Q1 2024 Rebalance – we think the backdrop is good for stocks

5 min read 11 Mar 24

We added to US and Japanese equities in the Passive, Hybrid and Global ESG Themes portfolios.  We reduced European investment grade and US treasury bonds. The changes were reflected in a rebalance on 8 March 2024.

We think the environment is good for stocks and expect them to outperform bonds over the next six months. Economic growth in the US is humming along and company earnings for the final quarter of 2024 were better than expected. In the US and Japan, expectations for company profits in 2024 have become more optimistic. Interest rates are circa 2% above inflation; for example, in the US the Federal Reserve has set its interest rate at a range of 5.25% to 5.50% pa and the US consumer price index (CPI) rose by 3.1% in the previous year (January 2023 to January 2024). We don’t think there is a need to cut rates right now, however investors will take comfort that if economic growth were to slow there is plenty of room to lower interest rates.
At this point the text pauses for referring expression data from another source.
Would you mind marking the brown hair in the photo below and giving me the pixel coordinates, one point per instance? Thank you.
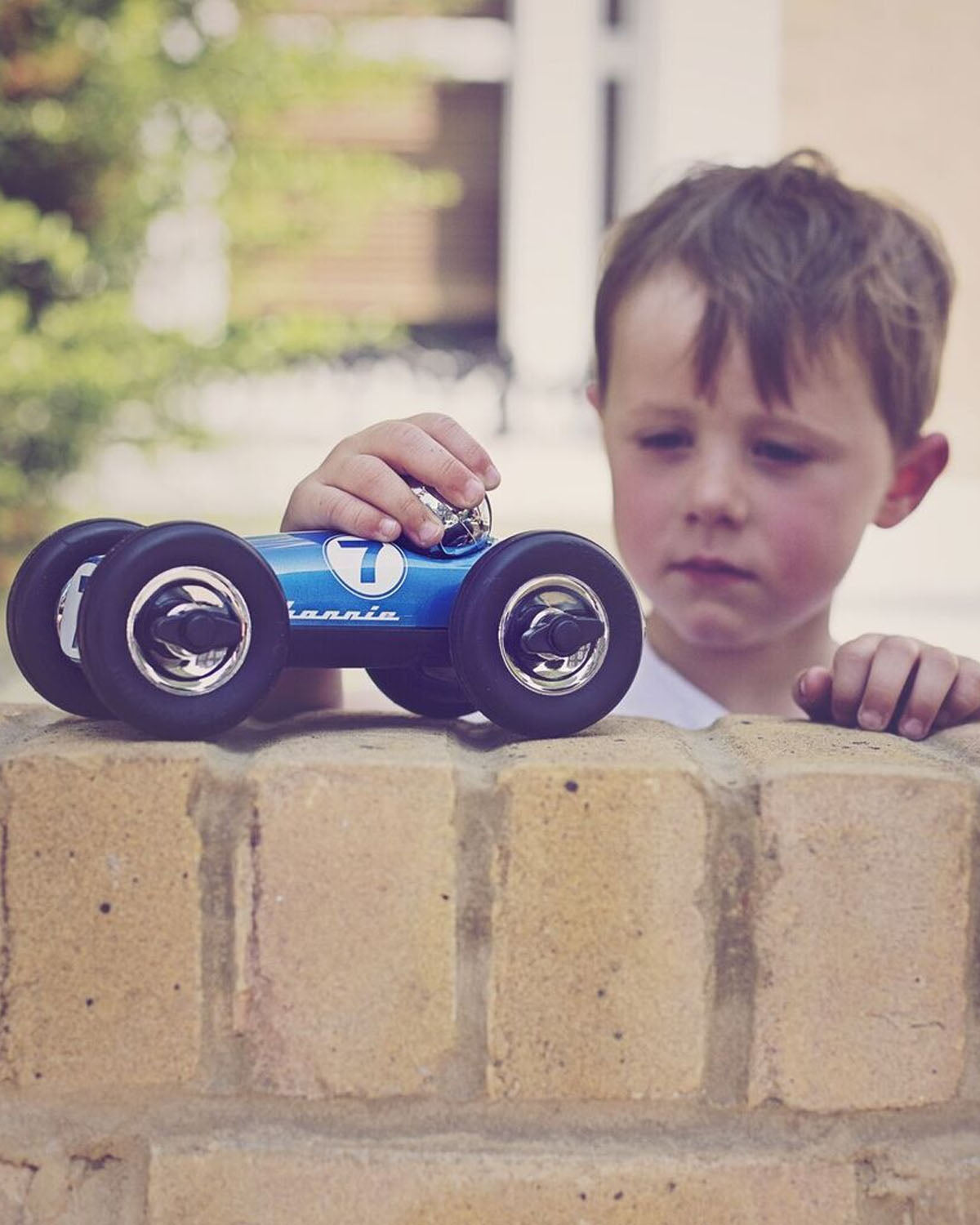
(791, 257)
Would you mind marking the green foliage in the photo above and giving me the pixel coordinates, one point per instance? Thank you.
(110, 113)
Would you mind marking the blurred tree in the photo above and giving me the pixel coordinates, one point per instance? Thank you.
(118, 112)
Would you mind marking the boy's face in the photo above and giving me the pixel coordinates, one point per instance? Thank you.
(737, 521)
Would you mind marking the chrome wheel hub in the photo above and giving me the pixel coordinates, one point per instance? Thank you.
(537, 634)
(164, 653)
We aren’t negative on bonds but we think the environment is better for stocks. In the US, the economy isn’t slowing significantly, unemployment is low and wage growth was 5.72% pa in the most recent data report (January 2024). The yields on bonds have fallen since October 2023, and we think further falls are dependent on central banks like the US Federal Reserve reducing interest rates. That may happen later than expected, given the solid economic backdrop. We have reduced our allocation to bonds as a result.

Here is more detail on the key changes:

  • More in US equities: The earnings of US companies are steadily rising, led by the technology sector. There is little room for disappointment, but we think the outperformance can continue in the near term.
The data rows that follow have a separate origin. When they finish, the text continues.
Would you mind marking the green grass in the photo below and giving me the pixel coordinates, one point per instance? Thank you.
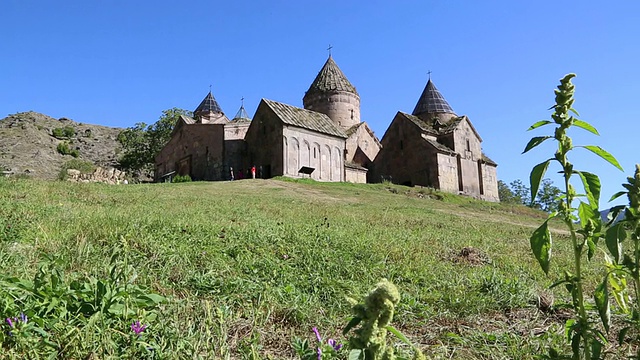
(248, 265)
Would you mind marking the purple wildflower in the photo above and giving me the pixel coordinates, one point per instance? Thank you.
(138, 328)
(334, 344)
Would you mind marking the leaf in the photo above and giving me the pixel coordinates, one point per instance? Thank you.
(535, 142)
(354, 322)
(541, 246)
(601, 297)
(569, 328)
(603, 154)
(538, 124)
(622, 334)
(591, 184)
(591, 248)
(536, 176)
(152, 299)
(613, 238)
(596, 349)
(617, 195)
(585, 125)
(400, 335)
(356, 354)
(586, 213)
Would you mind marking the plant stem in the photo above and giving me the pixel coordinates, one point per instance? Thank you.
(636, 275)
(577, 253)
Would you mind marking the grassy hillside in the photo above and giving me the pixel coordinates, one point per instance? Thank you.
(249, 265)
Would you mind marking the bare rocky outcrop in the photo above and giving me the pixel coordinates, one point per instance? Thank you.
(29, 144)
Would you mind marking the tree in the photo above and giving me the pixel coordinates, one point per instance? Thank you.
(141, 143)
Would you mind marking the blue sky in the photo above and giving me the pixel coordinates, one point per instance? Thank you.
(120, 62)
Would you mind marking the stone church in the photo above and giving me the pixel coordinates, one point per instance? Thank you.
(327, 141)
  • More in Japan: Of all major equity markets, expectations for company earnings are increasing at the fastest rate in Japan. This is important because markets are often driven by how much company earnings differ from expectations, rather than the amount of profits. Corporate reforms introduced over the last couple of years are resulting in more companies paying dividends and buying back shares. These two things increase the returns that shareholders receive. Lastly, valuations are not expensive. We continue to remain positive on Japanese equities and have added more exposure.

  • Less in bonds: The yields on the bonds in the portfolios are attractive for shorter-term bonds and corporate bonds. (Yield is the amount of interest paid as a proportion of the bond’s price.) With robust company profits, we think the number of companies failing to pay interest on their borrowing will be low. We think the risks are greater for bonds with longer terms (10 years+). Yields could rise (which causes prices to fall) over the next 6 months if the economy continues to be solid and interest rates remain unchanged.

  • Hybrid fund changes: We added the Comgest Growth Europe Fund to the Hybrid models. The fund’s approach focuses on companies that the manager believes will grow faster than the market expects. We continue to hold Lazard European Alpha fund, as well, which has more of a value focus. We sold the Matthews China Fund in the Hybrid models. Our emerging market and Asia equity funds also have exposure to Chinese equities.  We don’t see a near-term catalyst for Chinese equities to perform better and we prefer other areas of emerging markets, such as Asia. Within fixed income, we added the Legal & General Active Sterling Corporate Bond Fund. This fund focuses on using macroeconomic research to inform its decisions, rather than simply considering the characteristics of individual companies.

We did not add new funds to the Passive or Global ESG Themes models.

We expect stocks to outperform bonds over the next six months given solid economic growth, wage growth and inflation. Our positive view on equities and the attractive yields on bonds means we think multi-asset portfolios will outperform cash rates this year

Past performance is not a reliable indicator of future performance. The value of an investment can go down as well as up and your client may get back less than they’ve paid in.